The main objective of this project is to identify improved therapeufic opfions for pafients with CML. Imafinib is standard therapy for CML, but neariy 20% of patients never achieve complete cytogenetic remission, and most have residual disease by polymerase chain reacfion, and 10-15% of those who achieve remission eventually progress. More potent tyrosine kinase inhibitors (TKI) such as dasatinib and nilotinib have significant clinical activity after imatinib failure. The first aim is to determine whether dasatinib or nilotinib may improve the molecular response, and event-free and progression-free survival of patients with newly diagnosed chronic phase CML. Pafients will be treated in one of two parallel studies with the primary objective to improve the molecular response rate at 12 months. The second aim is to invesfigate whether immunotherapy, in the form of PRI vaccine, can improve molecular responses of patients with minimal residual disease on imatinib therapy. Because Interferon may improve the expression of proteinase 3 from which PRI is derived, patients with this phenotype will be randomized to receive PRI and imatinib, with or without interferon. The primary objective is to improve the molecular response with PRI vaccine. Based on data originated through this grant suggesting activation of JAK2 in Bcr-Abl-posifive cells, the third aim is to invesfigate whether JAK2 inhibition may have clinical activity in CML pafients refractory to TKI. We will conduct a phase 2 trial of INCB18424, a JAK2 inhibitor, in patients who failed at least 2 TKI. The long-term plan is to use this agent in combination with TKI. The fourth aim deals with the problem of patients with blast phase, a group with dismal outcome with available therapy. Dasatinib induces high response rates but most patients eventually relapse. Increased methylafion is associated with progression in CML. We will thus treat patients with blast phase CML with decitabine, a hypomethylating agent, and dasafinib to determine whether this combinafion may improve the rate and durability of responses in blast phase CML. Overall, this project may lead to improved long-term outcome for patients with all phases ofthe disease and get us closer to complete eradication of CML.
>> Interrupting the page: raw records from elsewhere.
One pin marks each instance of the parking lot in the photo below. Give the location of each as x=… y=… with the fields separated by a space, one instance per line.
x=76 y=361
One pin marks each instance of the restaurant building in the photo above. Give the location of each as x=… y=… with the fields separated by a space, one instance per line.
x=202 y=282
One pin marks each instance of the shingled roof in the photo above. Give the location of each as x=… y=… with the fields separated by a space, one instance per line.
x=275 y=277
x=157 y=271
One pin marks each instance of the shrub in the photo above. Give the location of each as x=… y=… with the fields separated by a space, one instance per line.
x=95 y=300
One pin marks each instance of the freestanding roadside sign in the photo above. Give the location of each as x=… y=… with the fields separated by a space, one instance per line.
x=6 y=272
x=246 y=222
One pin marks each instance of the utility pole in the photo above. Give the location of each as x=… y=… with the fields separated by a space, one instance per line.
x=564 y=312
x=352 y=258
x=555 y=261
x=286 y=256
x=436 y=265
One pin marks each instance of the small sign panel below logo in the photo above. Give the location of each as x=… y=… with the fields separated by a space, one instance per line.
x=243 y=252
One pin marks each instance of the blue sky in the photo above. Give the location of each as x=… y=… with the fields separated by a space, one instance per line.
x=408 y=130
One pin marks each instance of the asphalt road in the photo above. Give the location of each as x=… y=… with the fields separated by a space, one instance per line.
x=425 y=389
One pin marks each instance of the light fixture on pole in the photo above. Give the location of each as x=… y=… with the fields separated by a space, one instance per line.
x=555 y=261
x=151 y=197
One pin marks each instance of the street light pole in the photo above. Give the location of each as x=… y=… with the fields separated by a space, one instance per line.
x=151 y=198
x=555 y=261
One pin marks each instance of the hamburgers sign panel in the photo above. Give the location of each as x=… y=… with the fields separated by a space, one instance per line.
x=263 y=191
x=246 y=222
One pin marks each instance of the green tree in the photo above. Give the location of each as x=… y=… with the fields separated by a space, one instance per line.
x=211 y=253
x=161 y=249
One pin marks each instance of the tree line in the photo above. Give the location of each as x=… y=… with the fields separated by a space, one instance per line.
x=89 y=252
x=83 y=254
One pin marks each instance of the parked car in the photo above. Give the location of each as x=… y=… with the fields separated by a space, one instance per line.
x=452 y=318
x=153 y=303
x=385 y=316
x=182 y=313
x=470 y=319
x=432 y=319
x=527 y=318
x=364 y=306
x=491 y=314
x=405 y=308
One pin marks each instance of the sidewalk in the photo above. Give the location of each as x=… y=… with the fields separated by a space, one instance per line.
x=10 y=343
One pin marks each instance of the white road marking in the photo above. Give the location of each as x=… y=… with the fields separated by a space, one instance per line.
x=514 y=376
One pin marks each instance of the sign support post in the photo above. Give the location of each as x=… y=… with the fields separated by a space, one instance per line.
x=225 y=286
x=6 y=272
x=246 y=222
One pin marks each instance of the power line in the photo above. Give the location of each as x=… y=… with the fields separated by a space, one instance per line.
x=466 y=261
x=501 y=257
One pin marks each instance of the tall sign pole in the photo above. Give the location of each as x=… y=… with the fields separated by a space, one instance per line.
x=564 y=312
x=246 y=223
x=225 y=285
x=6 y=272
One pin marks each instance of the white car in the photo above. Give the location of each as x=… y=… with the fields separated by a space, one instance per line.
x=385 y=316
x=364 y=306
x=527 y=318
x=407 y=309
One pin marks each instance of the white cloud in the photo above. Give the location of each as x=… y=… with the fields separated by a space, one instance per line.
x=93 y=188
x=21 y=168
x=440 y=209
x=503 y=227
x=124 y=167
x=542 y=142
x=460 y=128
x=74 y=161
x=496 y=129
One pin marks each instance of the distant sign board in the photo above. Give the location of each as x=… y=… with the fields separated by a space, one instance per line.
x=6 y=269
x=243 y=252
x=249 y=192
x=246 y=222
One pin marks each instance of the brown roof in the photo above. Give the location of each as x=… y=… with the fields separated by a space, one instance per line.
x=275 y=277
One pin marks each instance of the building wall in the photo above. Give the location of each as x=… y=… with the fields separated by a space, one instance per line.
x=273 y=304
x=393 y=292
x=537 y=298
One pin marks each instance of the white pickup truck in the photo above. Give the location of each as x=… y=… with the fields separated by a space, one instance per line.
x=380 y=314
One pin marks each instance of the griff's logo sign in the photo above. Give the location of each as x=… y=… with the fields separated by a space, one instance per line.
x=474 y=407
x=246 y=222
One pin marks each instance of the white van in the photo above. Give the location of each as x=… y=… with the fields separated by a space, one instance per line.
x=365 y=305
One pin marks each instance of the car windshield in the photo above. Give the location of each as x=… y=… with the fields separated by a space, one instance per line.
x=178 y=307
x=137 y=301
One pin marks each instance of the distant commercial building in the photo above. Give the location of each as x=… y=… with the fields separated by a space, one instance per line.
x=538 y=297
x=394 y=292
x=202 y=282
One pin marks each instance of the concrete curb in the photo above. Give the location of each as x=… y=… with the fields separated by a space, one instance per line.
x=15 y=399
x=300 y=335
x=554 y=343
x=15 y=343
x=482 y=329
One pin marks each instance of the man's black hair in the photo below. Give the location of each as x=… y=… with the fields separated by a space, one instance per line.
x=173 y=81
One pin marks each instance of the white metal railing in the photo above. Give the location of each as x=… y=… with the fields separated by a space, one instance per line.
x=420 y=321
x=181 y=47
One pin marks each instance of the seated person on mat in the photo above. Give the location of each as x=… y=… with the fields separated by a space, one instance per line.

该项目的主要目的是确定改善CML患者的治疗方案。伊马非尼是 CML的标准治疗，但近20%的患者从未达到完全细胞遗传学缓解， 通过聚合酶链反应，大多数患者有残留疾病， 最终取得进展。更有效的酪氨酸激酶抑制剂（TKI），如达沙替尼和尼洛替尼， 伊马替尼治疗失败后的显著临床活性。第一个目的是确定达沙替尼或尼洛替尼是否可能 改善分子学应答，以及新感染患者的无事件和无进展生存期 诊断为慢性期CML患者将在两项平行研究之一中接受治疗， 目的提高12个月时的分子学缓解率.第二个目的是调查是否 免疫疗法，以PRI疫苗的形式，可以改善患者的分子反应， 伊马替尼治疗的残留疾病。因为干扰素可以提高蛋白酶3的表达， 具有该表型的患者将随机接受PRI和伊马替尼， 没有干扰素。主要目的是提高PRI疫苗的分子应答。基于 通过该授权产生的数据表明JAK 2在Bcr-Abl阳性细胞中的激活，第三个目的是 研究JAK 2抑制是否对TKI难治性CML患者具有临床活性。我们将 在至少2次TKI失败的患者中进行INCB 18424（JAK 2抑制剂）的II期试验。长期 计划是将这种药物与TKI结合使用。第四个目标是处理爆炸病人的问题 阶段，一组治疗效果不佳。达沙替尼诱导高应答率，但大多数 患者最终会复发。甲基化增加与CML进展相关。因此，我们将 对急变期CML患者使用地西他滨（一种低甲基化药物）和达沙替尼，以确定 联合用药可提高急变期CML的缓解率和持久性。总的来说，这个项目 可能会改善所有疾病阶段患者的长期结局，并使我们更接近 彻底根除CML。